For enterococci and S aureus infection in individuals who abuse intravenous drugs, the rate is 90%.
For community-acquired S aureus infection in individuals who do not abuse intravenous drugs, the rate is 60-70%.
For infection with aerobic gram-negative organisms, the rate is 40-60%.
For infection with fungal organisms, the rate is lower than 50%.
For PVE, the cure rates are as follows:
Rates are 10-15% lower for each of the above categories, for both early and late PVE.
Surgery is required far more frequently.
Approximately 60% of early CoNS PVE cases and 70% of late CoNS PVE cases are curable.
Anecdotal reports describe the resolution of right-sided valvular infection caused by S aureus infection in individuals who abuse intravenous drugs after just a few days of oral antibiotics.
The role of early valvular surgery in reducing mortality among patients with IE has become somewhat clearer. Challenges to resolving this question include the necessity of performing multicentered studies with an apparent difficulty of ensuring that the patients' preoperative assessments and surgical approaches are comparable. The largest study to date indicates that in cases of IE complicated by heart failure, valvular surgery reduces the 1-year mortality rate.  More recent studies document that early surgery in patients, especially those with large vegetations, significantly reduces the risk of death from any cause that from embolic events. [28, 29]
Mortality rates in NVE range from 16-27%. Mortality rates in patients with PVE are higher. More than 50% of these infections occur within 2 months after surgery. The fatality rate of pacemaker IE ranges up to 34%. 
Increased mortality rates are associated with increased age,  infection involving the aortic valve, development of congestive heart failure, central nervous system (CNS) complications, and underlying disease such as diabetes mellitus. Catastrophic neurological events of all types due to IE are highly predictive of morbidity and mortality. 
Mortality rates also vary with the infecting organism. Acute endocarditis due to S aureus is associated with a high mortality rate (30-40%), except when it is associated with IV drug use. [12, 33] Endocarditis due to streptococci has a mortality rate of approximately 10%.
Surveys indicate that an appallingly small number of patients who are at risk for developing IE have an understanding of antibiotic and nonpharmacologic (ie, appropriate oral hygiene) principles.
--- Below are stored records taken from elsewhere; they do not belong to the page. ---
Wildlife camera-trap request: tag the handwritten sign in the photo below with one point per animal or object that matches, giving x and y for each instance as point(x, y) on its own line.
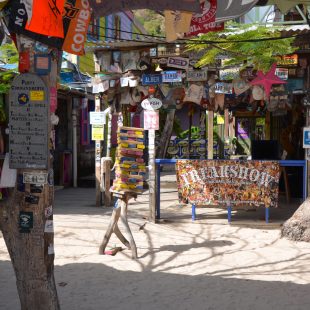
point(151, 120)
point(28, 122)
point(97, 118)
point(197, 75)
point(151, 79)
point(97, 132)
point(151, 104)
point(227, 182)
point(178, 62)
point(172, 76)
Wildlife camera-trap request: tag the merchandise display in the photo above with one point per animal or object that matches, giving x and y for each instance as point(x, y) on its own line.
point(130, 165)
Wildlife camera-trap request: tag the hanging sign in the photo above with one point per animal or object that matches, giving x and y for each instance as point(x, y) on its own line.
point(172, 76)
point(197, 75)
point(205, 22)
point(28, 122)
point(74, 20)
point(306, 137)
point(24, 62)
point(288, 60)
point(35, 178)
point(227, 182)
point(151, 104)
point(223, 88)
point(25, 221)
point(178, 62)
point(97, 132)
point(282, 73)
point(151, 120)
point(151, 79)
point(229, 74)
point(97, 118)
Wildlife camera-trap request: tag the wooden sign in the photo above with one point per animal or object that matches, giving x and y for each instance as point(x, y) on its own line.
point(152, 79)
point(97, 118)
point(151, 120)
point(197, 75)
point(97, 132)
point(35, 178)
point(28, 122)
point(178, 62)
point(227, 182)
point(151, 104)
point(172, 76)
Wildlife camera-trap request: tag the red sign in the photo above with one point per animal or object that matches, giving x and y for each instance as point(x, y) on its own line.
point(228, 182)
point(151, 120)
point(77, 31)
point(24, 62)
point(45, 17)
point(205, 22)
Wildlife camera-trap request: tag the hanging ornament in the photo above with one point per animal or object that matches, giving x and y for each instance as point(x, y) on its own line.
point(267, 80)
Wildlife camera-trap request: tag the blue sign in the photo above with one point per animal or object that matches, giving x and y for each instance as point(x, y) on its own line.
point(172, 76)
point(306, 137)
point(23, 99)
point(151, 79)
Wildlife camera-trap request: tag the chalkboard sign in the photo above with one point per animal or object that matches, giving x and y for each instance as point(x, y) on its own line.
point(28, 123)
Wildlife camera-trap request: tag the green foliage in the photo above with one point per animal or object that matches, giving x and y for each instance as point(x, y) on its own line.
point(8, 55)
point(243, 45)
point(152, 22)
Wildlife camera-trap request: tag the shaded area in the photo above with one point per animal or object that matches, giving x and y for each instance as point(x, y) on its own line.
point(107, 288)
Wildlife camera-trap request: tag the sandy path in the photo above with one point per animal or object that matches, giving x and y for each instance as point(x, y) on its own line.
point(207, 264)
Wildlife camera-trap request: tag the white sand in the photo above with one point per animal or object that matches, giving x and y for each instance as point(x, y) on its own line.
point(207, 264)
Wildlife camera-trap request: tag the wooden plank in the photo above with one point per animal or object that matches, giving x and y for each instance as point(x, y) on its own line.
point(210, 134)
point(98, 150)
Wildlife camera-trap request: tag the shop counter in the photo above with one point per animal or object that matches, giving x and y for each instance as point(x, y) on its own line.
point(282, 163)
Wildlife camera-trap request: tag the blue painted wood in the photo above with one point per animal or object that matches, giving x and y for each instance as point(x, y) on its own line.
point(283, 163)
point(193, 212)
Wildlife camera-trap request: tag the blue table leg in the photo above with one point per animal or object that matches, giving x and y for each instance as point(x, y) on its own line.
point(229, 214)
point(267, 215)
point(304, 188)
point(193, 212)
point(158, 191)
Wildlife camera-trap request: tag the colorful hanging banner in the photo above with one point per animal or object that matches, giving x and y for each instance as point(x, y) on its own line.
point(75, 20)
point(45, 17)
point(228, 183)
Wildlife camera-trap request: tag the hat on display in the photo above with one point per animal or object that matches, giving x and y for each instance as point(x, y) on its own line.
point(240, 86)
point(258, 92)
point(219, 101)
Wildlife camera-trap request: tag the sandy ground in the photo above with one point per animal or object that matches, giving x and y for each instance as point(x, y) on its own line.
point(206, 264)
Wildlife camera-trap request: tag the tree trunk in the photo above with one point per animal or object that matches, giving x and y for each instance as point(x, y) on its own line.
point(32, 250)
point(297, 228)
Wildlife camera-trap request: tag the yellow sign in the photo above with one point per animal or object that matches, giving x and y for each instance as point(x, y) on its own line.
point(288, 60)
point(220, 120)
point(97, 132)
point(36, 95)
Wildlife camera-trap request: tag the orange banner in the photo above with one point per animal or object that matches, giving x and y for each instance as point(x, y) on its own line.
point(77, 32)
point(45, 17)
point(228, 182)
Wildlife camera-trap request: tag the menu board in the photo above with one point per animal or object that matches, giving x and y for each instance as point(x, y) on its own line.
point(130, 166)
point(28, 123)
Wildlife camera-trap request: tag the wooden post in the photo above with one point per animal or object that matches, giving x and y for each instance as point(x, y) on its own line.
point(210, 134)
point(226, 120)
point(105, 180)
point(152, 180)
point(267, 125)
point(26, 218)
point(98, 151)
point(190, 115)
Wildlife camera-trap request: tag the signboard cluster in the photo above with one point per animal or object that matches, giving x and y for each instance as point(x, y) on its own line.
point(228, 183)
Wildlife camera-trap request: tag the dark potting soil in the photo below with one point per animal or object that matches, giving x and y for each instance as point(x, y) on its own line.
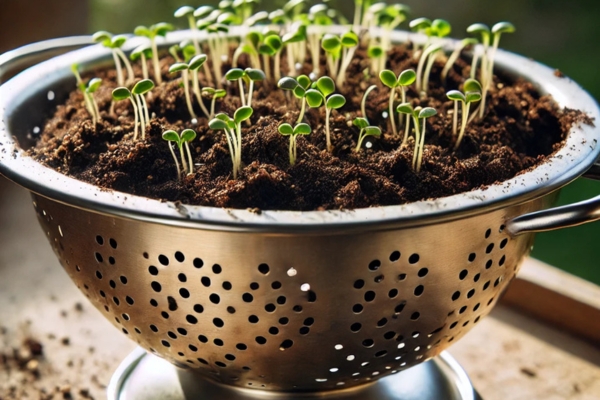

Drug rehabilitation for patients who use IV drugs is critical.
The United Kingdom’s National Institute for Health and Clinical Excellence (NICE) addresses patient education in its 2008 guideline on prophylaxis against IE in adults and children undergoing interventional procedures. The NICE’s guideline recommends that health care professionals teach patients about the symptoms of IE and the risks of nonmedical invasive procedures such as body piercing and tattooing, explain the benefits and risks of antibiotic prophylaxis and the reasons that it is no longer routine, and emphasize the need to maintain good oral health.